ECLI:NL:CBB:2004:AR7723
College van Beroep voor het bedrijfsleven
- Proceskostenveroordeling
- Rechtspraak.nl
Beoordeling van de weigering van een aanwezigheidsvergunning voor kansspelautomaten
In deze zaak heeft appellant, A h.o.d.n. B, beroep ingesteld tegen een besluit van de burgemeester en wethouders van ‘s-Hertogenbosch, waarbij de aanvraag voor een vergunning voor het aanwezig hebben van twee kansspelautomaten op grond van de Wet op de Kansspelen werd geweigerd. Het beroep is ingediend op 1 juli 2004, na een besluit van 28 mei 2004 waarin het bezwaar van appellant tegen de weigering werd behandeld. De burgemeester en wethouders hebben geen verweerschrift ingediend, ondanks een verzoek daartoe.

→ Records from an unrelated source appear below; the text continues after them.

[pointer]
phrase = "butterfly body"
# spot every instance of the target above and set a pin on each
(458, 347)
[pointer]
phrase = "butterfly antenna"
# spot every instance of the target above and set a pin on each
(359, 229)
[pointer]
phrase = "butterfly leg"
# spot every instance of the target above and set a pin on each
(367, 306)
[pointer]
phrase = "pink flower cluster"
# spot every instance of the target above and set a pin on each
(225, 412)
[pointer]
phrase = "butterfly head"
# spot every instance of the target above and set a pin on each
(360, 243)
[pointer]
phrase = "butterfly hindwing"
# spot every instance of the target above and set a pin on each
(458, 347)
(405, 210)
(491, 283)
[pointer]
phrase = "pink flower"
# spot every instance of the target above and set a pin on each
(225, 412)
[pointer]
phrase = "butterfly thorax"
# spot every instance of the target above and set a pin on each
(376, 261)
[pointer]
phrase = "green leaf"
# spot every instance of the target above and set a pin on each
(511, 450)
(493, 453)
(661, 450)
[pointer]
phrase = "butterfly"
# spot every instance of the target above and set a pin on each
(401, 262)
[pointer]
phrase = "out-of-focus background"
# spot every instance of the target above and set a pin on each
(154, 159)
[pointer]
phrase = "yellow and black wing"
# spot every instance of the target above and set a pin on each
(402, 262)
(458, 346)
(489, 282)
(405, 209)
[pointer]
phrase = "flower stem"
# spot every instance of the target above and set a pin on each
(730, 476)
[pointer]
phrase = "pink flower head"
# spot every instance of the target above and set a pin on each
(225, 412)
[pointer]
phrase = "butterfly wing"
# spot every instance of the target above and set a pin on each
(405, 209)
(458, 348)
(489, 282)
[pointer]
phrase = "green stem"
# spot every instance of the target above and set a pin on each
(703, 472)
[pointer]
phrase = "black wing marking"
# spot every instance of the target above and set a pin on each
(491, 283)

Het College van Beroep voor het bedrijfsleven heeft op basis van de Wet bestuursrechtspraak bedrijfsorganisatie de bevoegdheid om het onderzoek te sluiten indien het beroep kennelijk gegrond is. In dit geval heeft het College vastgesteld dat het bestreden besluit onbevoegd is genomen, aangezien de burgemeester verantwoordelijk is voor het verlenen van de vergunning. Hierdoor is het beroep gegrond verklaard en het bestreden besluit vernietigd.
Het College heeft verweerder opgedragen om alsnog op het bezwaar van appellant te beslissen. Tevens is verweerder veroordeeld in de proceskosten van appellant, vastgesteld op € 322, en moet de gemeente ‘s-Hertogenbosch het door appellant betaalde griffierecht van € 136 vergoeden. De uitspraak is gedaan door mr. E.J.M. Heijs, in aanwezigheid van mr. M.H. Vazquez Muñoz als griffier, en is openbaar uitgesproken op 26 november 2004.